Even the longest and most difficult ventures have a starting point. Retirement readiness generally requires an early start, followed by continued, consistent saving.
Today’s workers have a median tenure of just 5 years, and most will have 10, 11, 12 or more employers. Other studies show that workers currently aged 50, have had an average of 11.9 different employers, and that most workers ages 58 to 62 have changed employers since their fiftieth birthday.
Because all employers do not sponsor plans, and because many work in a “gig” or on-demand role, preparing for retirement requires workers (that’s you) to prioritize saving for retirement.
To improve your odds of success, follow these tips:
Save early, save often
You don’t need to know your destination to start. If you are not eligible for an employer-sponsored plan, save in an IRA. IRAs have been available since 1982 and are a more than adequate, tax-favored, retirement savings vehicle for almost all workers.

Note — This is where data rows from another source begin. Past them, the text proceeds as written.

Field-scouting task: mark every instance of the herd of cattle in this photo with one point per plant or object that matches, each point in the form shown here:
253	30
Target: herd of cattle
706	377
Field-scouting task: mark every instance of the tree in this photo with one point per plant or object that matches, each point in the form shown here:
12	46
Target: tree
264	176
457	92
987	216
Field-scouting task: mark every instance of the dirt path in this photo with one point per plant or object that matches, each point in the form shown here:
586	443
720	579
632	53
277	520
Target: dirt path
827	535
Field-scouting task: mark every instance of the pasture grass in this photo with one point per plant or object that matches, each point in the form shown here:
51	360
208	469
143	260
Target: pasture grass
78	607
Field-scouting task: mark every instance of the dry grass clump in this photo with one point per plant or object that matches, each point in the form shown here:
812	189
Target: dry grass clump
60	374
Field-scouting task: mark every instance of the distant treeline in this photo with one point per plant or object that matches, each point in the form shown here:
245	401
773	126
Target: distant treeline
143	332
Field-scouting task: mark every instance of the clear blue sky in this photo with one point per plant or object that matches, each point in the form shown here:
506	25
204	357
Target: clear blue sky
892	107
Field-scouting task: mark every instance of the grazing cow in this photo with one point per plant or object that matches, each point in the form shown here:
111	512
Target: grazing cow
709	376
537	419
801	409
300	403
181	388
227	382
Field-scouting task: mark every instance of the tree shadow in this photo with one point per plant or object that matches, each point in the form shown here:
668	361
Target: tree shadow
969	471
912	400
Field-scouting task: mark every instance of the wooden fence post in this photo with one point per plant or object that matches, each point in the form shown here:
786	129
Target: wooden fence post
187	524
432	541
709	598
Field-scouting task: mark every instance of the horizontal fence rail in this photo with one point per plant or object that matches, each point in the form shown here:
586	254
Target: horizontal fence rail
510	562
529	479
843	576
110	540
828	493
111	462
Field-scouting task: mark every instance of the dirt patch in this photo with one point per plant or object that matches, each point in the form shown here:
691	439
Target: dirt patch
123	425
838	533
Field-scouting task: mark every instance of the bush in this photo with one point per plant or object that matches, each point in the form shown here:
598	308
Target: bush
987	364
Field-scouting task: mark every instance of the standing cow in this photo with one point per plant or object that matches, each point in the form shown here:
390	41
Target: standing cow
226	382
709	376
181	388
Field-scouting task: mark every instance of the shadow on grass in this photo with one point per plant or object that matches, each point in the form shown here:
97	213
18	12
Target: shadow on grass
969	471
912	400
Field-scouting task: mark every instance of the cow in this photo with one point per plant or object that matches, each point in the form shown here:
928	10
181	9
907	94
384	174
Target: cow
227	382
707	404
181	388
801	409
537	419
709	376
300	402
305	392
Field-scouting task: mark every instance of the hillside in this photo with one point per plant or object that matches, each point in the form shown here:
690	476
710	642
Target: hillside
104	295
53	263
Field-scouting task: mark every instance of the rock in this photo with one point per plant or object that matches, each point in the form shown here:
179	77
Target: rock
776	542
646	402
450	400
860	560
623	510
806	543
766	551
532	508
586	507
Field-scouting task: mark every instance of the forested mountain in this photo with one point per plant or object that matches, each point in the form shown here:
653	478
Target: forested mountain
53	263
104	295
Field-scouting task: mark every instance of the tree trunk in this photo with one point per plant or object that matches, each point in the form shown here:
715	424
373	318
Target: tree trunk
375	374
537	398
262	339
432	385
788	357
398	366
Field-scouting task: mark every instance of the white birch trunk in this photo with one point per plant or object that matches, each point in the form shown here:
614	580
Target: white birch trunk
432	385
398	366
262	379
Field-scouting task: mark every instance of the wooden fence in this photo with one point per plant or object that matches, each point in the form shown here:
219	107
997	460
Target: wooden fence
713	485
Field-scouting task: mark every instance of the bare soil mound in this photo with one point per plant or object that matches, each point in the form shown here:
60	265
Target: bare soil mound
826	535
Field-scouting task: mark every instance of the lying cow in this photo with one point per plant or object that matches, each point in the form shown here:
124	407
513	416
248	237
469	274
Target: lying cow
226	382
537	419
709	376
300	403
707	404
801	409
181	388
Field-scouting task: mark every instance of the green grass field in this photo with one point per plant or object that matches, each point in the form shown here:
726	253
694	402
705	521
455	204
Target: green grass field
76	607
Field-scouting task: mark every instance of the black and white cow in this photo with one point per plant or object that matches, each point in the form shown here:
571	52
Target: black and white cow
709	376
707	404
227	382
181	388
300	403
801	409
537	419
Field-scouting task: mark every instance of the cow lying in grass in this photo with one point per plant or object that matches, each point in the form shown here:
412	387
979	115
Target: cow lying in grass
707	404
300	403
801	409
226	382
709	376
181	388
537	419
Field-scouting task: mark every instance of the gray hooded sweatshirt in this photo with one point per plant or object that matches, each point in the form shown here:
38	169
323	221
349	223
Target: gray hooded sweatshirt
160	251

Investment expertise helps, but is not required
Consider using a target date fund, a diversified fund whose asset allocation becomes more conservative as you approach retirement.
Don’t go into it alone
Get help from Uncle Sam in the form of tax-preferred savings on retirement accounts and save enough to get the maximum employer match. If your employer offers a 401(k) and a Health-Savings-Account-qualifying health plan, make sure you maximize the tax preferences and employer support from both plans.
After-tax Roth accounts may be best for those just getting started — your marginal tax bracket may never be lower than it is today.
For married couples, preparation may be a lot easier if you both save in every available employer-sponsored plan and IRA.
Approximately ten-thousand Baby Boomers will reach age 65 today, and this month, tens of thousands will successfully retire. Almost all workers who have retirement as a financial priority.